Non, c’est là où beaucoup de gens se trompent. Je te cite la définition du déni du déni dans le cadre clinique : « Classiquement, [le déni] est défini comme une défense psychique, mise en jeu par le sujet, qui consiste à nier l’existence d’une réalité qui le fait souffrir. Dans le cas de la position perverse, le déni devient une stratégie permettant d’établir l’emprise sur l’autre, tout en niant par une illusion mensongère, l’intention destructrice mise en jeu. A ce propos, nous parlons du déni de déni. » (Marie-Claude Defores et Yvan Piedimonte, La contitution de l’être, un livre remarquable que je recommande à tous). Il n’y a pas de perversité sans ce redoublement : déni de l’emprise exercée sur autrui et déni de l’intention destructrice ou malveillante mise en jeu. Par exemple, quelqu’un qui méprise autrui par ses interventions abusives et hors-propos (pulsion d’emprise) va ensuite dénier le caractère haineux qui transparaît pourtant à chacune de ses interventions. On a un cas d’école sur ce site. Et n’en déplaise à certains, c’est totalement pervers !

« Ainsi donc, si on part du postulat que la perversité est une tare, une maladie, alors, il n’y a pas de « déni du déni » possible, car toute prise de conscience devrait avoir pour conséquence d’en sortir, mais pas celle d’y rester, car cela veut dire dire que la personne choisit sciemment de rester dans sa tare. Accepter la fatalité d’une maladie est une chose, mais refuser de se soigner et revendiquer sa maladie en est une autre ! »

Mais la perversité n’est pas une maladie, ni même une tare, c’est plutôt une « caractérose perverse », un trouble du caractère ou de la personnalité qui interdit justement toute prise de conscience. Le pervers ne choisit pas de rester dans sa « tare », mais il s’y conforte par refus d’en prendre conscience. Il ne peut donc en aucun cas se revendiquer « malade ». il ne l’acceptera jamais, d’autant que son cas ne relève pas de la maladie, mais bien plus de la formation d’un caractère.

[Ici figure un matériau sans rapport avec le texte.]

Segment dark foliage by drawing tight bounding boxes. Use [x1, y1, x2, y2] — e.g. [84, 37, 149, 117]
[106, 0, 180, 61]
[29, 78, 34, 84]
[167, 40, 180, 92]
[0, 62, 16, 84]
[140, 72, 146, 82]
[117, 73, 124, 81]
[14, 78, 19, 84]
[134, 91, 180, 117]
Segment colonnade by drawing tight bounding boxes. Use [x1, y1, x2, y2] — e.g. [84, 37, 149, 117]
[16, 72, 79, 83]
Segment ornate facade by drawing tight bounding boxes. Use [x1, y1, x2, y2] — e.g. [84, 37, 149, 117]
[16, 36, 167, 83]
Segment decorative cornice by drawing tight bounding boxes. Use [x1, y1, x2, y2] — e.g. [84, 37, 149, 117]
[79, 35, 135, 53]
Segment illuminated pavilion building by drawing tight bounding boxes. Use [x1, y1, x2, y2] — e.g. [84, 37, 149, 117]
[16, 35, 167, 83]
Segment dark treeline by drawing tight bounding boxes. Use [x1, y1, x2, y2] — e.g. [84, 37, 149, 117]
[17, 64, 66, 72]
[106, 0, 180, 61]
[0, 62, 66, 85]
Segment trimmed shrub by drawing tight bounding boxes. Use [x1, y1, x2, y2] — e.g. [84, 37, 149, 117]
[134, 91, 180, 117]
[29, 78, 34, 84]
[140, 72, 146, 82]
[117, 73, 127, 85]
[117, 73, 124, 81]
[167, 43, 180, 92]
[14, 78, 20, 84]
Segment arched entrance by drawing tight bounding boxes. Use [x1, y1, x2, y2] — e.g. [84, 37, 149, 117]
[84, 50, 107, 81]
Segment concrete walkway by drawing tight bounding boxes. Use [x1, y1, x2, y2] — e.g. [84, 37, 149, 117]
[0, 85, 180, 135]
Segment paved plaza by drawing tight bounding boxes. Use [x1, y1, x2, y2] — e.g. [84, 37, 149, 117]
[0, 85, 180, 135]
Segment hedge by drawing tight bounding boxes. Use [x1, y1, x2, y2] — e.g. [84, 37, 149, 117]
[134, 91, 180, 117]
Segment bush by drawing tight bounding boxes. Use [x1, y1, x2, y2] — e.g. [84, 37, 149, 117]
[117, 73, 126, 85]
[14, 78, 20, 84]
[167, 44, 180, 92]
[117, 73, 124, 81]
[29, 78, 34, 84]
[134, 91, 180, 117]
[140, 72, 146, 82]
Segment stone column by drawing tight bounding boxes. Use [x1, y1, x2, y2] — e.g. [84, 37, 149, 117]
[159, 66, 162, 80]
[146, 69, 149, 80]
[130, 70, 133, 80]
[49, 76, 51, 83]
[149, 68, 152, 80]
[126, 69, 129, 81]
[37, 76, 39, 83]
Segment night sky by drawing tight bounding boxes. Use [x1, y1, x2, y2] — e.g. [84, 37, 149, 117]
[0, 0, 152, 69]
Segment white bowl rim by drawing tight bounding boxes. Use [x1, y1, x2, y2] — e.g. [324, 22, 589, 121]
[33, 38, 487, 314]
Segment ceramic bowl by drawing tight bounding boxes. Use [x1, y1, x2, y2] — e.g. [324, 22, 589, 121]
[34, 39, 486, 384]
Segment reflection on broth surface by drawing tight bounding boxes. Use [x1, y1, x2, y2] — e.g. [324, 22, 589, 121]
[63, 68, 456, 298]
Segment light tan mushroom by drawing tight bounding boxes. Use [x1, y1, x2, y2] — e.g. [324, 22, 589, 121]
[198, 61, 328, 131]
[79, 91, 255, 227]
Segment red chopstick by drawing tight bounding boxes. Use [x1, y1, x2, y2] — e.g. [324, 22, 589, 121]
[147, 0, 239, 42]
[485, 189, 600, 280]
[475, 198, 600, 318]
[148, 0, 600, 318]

« On distingue donc le pervers au fait qu’il agit en conscience de son propre déni d’accorder à l’autre une valeur autre que celle d’objet. »

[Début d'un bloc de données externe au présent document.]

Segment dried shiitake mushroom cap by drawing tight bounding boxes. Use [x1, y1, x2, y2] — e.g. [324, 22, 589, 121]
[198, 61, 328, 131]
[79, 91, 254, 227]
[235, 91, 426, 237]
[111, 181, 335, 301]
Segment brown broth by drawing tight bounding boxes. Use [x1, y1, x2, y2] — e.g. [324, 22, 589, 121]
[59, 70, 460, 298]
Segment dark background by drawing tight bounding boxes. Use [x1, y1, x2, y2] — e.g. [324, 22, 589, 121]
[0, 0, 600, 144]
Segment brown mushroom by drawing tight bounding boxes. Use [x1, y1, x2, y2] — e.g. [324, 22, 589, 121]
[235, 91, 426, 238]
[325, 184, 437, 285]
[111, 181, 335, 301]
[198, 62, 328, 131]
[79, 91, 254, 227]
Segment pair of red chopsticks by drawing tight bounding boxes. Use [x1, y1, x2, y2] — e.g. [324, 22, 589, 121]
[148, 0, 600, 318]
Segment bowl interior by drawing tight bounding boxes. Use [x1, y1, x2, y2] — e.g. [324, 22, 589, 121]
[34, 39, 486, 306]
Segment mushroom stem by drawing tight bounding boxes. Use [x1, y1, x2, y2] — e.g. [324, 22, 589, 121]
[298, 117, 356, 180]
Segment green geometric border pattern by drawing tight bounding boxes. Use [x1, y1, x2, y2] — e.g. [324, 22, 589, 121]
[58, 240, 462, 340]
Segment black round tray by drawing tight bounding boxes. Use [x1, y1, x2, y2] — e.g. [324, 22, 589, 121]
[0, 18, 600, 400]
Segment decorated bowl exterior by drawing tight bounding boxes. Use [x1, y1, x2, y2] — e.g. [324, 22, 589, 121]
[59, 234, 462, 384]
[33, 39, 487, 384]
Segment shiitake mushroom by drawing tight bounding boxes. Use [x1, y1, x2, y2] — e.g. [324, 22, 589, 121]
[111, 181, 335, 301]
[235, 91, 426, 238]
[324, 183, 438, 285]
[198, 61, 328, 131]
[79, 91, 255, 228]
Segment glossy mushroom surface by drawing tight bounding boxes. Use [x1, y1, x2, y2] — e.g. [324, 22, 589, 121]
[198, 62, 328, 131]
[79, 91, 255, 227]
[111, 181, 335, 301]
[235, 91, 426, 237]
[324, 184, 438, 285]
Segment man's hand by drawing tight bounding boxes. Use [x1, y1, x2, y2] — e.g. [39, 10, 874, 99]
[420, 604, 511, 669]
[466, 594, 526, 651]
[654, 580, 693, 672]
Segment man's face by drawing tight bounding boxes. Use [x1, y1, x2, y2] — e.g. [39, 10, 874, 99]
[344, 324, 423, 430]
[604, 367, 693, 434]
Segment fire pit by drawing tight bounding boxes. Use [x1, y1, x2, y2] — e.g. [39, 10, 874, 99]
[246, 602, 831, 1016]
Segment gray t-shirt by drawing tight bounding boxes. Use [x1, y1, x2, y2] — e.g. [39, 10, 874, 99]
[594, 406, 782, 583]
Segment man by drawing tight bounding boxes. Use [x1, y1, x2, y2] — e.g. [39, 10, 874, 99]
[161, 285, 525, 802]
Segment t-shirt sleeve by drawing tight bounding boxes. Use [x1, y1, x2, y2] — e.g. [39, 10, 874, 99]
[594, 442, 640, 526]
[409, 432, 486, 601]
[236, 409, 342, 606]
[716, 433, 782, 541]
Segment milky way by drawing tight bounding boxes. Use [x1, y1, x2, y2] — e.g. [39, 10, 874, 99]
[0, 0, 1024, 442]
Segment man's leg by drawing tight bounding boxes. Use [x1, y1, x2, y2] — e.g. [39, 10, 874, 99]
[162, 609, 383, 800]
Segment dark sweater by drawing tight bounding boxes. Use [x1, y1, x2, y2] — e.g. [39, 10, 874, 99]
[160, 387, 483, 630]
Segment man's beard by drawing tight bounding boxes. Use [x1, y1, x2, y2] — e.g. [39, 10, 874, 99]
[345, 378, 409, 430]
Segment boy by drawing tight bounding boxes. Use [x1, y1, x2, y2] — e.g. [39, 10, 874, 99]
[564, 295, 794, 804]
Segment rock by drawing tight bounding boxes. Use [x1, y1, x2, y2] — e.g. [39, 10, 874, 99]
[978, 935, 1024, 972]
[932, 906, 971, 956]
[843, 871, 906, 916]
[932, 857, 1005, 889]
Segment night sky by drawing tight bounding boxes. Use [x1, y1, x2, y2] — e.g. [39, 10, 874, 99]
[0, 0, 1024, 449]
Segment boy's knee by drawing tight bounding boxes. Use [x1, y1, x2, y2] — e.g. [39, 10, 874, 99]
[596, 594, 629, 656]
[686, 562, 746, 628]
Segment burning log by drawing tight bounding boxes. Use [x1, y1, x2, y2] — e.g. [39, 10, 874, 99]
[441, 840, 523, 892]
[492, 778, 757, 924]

Justement, le pervers n’a aucune conscience de dénier. Ou plutôt, si cette prise de conscience venait à lui, il l’a chasserait immédiatement de sa pensée. Dans le langage psy on dit qu’il « switche » ou « permute ». C’est-à-dire qu’il est capable de passer d’une personnalité à une autre en une fraction de seconde et c’est très spectaculaire à observer. Ce phénomène a tendance à « méduser » les cibles ou les proies d’un pervers tant il est « sidérant ». Il faut en avoir été témoin pour vraiment comprendre. Gollum fait référence plus haut à l’univers de Tolkien et justement, le gollum du Seigneur des anneaux (pas celui de ce fil de discussion) « switche » à la manière des pervers. Ce genre de comportement n’est pas que du cinéma et le personnage de gollum est une bonne métaphore du processus.

Quelqu’un qui agit en conscience de sa perversité, c’est le méchant, pas le pervers. Tu fais là une confusion courante.

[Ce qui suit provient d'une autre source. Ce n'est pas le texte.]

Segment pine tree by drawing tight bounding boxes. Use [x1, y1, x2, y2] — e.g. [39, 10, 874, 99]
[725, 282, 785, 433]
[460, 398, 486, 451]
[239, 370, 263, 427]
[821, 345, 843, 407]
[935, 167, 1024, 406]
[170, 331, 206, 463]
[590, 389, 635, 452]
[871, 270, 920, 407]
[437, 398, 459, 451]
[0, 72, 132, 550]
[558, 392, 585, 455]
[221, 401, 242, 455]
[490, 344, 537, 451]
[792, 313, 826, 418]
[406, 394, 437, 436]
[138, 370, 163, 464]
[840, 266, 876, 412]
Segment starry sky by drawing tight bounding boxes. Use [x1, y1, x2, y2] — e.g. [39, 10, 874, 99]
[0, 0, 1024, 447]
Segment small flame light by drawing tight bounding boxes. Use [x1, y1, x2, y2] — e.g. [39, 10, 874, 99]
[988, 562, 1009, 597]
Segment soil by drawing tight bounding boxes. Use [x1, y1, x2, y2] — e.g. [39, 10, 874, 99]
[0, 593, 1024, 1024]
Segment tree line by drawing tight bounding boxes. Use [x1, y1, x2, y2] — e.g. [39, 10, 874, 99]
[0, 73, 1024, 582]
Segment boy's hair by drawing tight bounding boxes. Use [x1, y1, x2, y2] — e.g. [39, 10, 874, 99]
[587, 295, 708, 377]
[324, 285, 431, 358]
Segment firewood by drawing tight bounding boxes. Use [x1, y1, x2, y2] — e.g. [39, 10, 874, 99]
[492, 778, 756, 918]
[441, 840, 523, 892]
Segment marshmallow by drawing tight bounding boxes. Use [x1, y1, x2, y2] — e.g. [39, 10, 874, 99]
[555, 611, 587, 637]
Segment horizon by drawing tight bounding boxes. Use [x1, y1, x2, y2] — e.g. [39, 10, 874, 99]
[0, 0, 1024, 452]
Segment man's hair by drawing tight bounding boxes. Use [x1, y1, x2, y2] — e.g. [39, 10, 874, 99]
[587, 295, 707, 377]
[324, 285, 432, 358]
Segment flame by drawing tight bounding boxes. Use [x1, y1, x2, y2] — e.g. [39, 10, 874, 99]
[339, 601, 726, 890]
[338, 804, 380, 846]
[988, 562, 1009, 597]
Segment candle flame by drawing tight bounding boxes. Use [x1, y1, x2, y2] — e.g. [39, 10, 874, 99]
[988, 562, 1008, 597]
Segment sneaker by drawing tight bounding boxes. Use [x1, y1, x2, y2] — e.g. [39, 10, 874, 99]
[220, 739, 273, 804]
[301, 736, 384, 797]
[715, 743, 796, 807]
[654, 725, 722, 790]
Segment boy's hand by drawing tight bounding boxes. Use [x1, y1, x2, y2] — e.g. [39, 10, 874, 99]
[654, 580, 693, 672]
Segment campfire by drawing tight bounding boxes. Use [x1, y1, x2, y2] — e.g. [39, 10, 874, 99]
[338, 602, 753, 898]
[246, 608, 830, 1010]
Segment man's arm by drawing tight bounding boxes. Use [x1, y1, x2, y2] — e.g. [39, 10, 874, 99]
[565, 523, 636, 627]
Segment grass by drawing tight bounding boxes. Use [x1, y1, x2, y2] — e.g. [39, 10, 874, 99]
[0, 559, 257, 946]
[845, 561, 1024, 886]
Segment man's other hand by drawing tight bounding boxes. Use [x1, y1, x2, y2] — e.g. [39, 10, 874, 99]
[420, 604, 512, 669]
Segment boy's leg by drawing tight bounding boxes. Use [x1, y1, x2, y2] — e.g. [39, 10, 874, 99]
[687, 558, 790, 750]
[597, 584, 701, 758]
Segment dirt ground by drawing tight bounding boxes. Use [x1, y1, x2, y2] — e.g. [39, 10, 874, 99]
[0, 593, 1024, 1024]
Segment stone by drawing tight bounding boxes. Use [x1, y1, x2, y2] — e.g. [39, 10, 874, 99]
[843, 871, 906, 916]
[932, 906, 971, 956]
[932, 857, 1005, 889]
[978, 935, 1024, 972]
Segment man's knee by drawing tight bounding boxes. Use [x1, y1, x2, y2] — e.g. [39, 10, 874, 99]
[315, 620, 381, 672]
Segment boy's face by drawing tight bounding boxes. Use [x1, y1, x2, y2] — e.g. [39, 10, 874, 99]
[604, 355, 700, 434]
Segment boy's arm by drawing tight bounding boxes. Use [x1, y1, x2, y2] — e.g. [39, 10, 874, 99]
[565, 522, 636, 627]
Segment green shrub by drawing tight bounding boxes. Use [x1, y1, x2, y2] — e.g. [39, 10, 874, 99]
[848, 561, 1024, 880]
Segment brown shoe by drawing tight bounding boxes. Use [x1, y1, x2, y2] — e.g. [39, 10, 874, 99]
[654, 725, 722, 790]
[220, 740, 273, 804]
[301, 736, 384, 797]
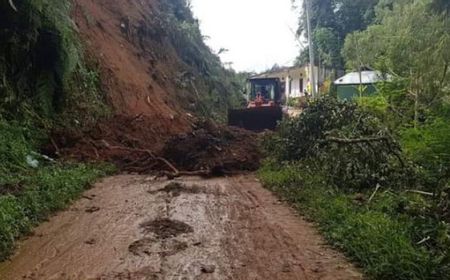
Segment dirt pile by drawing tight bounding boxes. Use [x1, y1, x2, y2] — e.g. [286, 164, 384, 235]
[48, 115, 260, 176]
[162, 122, 260, 174]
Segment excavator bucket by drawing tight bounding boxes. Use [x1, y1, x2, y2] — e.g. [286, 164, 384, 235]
[228, 106, 283, 132]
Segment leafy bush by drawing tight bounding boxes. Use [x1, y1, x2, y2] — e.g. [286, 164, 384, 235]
[265, 98, 405, 189]
[0, 0, 105, 125]
[0, 164, 112, 260]
[259, 161, 450, 280]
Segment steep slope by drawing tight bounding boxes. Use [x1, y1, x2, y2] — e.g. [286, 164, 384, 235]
[75, 0, 188, 135]
[74, 0, 244, 133]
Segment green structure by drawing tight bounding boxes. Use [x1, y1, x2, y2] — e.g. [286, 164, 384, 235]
[334, 71, 385, 100]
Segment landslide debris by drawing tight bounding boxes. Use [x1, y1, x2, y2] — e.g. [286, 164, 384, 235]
[43, 116, 260, 176]
[141, 219, 194, 239]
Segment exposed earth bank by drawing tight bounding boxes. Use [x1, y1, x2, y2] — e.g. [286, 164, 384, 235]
[0, 175, 361, 280]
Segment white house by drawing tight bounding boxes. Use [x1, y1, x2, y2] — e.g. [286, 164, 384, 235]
[252, 65, 331, 99]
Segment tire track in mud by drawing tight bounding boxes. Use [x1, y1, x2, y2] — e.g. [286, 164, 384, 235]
[0, 175, 361, 280]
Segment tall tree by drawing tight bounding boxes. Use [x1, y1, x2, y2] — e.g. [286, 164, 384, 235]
[297, 0, 379, 68]
[343, 0, 450, 127]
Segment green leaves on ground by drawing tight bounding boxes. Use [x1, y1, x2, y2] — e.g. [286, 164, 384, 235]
[259, 161, 450, 280]
[266, 98, 405, 189]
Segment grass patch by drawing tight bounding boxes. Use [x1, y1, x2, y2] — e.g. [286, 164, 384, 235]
[0, 164, 113, 260]
[0, 119, 114, 260]
[259, 162, 450, 280]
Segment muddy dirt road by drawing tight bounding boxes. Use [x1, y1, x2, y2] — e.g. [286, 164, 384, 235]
[0, 175, 361, 280]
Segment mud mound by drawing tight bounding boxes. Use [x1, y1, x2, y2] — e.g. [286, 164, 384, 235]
[162, 123, 260, 175]
[48, 118, 260, 176]
[141, 219, 194, 239]
[150, 182, 203, 197]
[128, 238, 188, 257]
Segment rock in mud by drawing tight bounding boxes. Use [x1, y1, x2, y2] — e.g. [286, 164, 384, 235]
[141, 219, 194, 239]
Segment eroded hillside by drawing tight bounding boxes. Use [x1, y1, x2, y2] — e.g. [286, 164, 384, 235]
[74, 0, 244, 132]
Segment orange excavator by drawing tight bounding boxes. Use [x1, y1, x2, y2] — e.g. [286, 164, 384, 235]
[228, 78, 283, 132]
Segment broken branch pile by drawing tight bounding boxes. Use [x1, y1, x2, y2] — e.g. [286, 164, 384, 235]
[44, 116, 260, 177]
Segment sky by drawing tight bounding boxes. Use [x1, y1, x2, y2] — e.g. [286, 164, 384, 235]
[191, 0, 300, 72]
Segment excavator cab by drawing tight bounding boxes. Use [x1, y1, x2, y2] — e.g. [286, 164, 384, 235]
[228, 78, 283, 132]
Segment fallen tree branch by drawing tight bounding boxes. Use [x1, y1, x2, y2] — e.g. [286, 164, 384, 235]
[406, 190, 434, 196]
[102, 140, 180, 174]
[325, 136, 389, 144]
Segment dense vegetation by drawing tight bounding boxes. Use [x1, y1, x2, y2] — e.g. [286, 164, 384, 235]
[0, 0, 246, 260]
[161, 0, 245, 122]
[260, 0, 450, 279]
[0, 0, 111, 260]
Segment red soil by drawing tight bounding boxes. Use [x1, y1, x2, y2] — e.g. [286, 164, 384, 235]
[74, 0, 191, 135]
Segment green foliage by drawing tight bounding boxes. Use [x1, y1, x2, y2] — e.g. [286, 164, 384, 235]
[161, 0, 245, 121]
[343, 0, 450, 127]
[259, 161, 450, 280]
[0, 0, 105, 126]
[266, 98, 404, 189]
[0, 120, 31, 178]
[0, 119, 113, 260]
[294, 0, 379, 69]
[401, 118, 450, 186]
[0, 164, 111, 260]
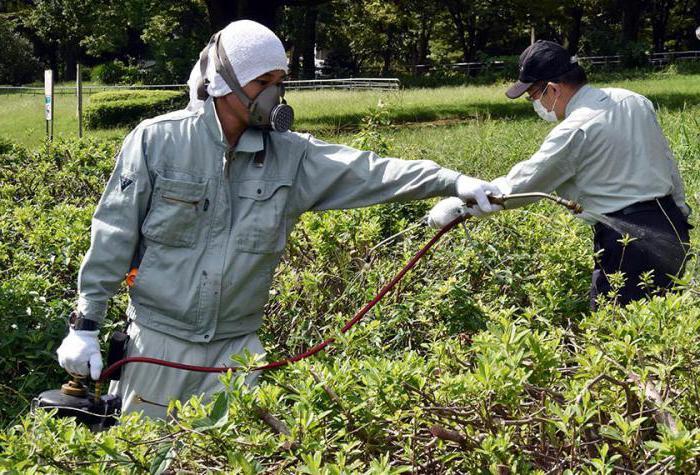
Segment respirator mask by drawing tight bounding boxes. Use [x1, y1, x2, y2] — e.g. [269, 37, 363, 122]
[532, 85, 559, 122]
[197, 33, 294, 132]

Après, je suis parfaitement d’accord avec toi sur le fait que : « Quoiqu’il en soit, la perversion la plus difficile à révéler, c’est celle qui porte sur le raisonnement logique lui-même... » (pas sur les auteurs que je cite cependant). Je pense que, comme moi, tu as pu le constater souvent et notamment dans certains échanges sur ce site.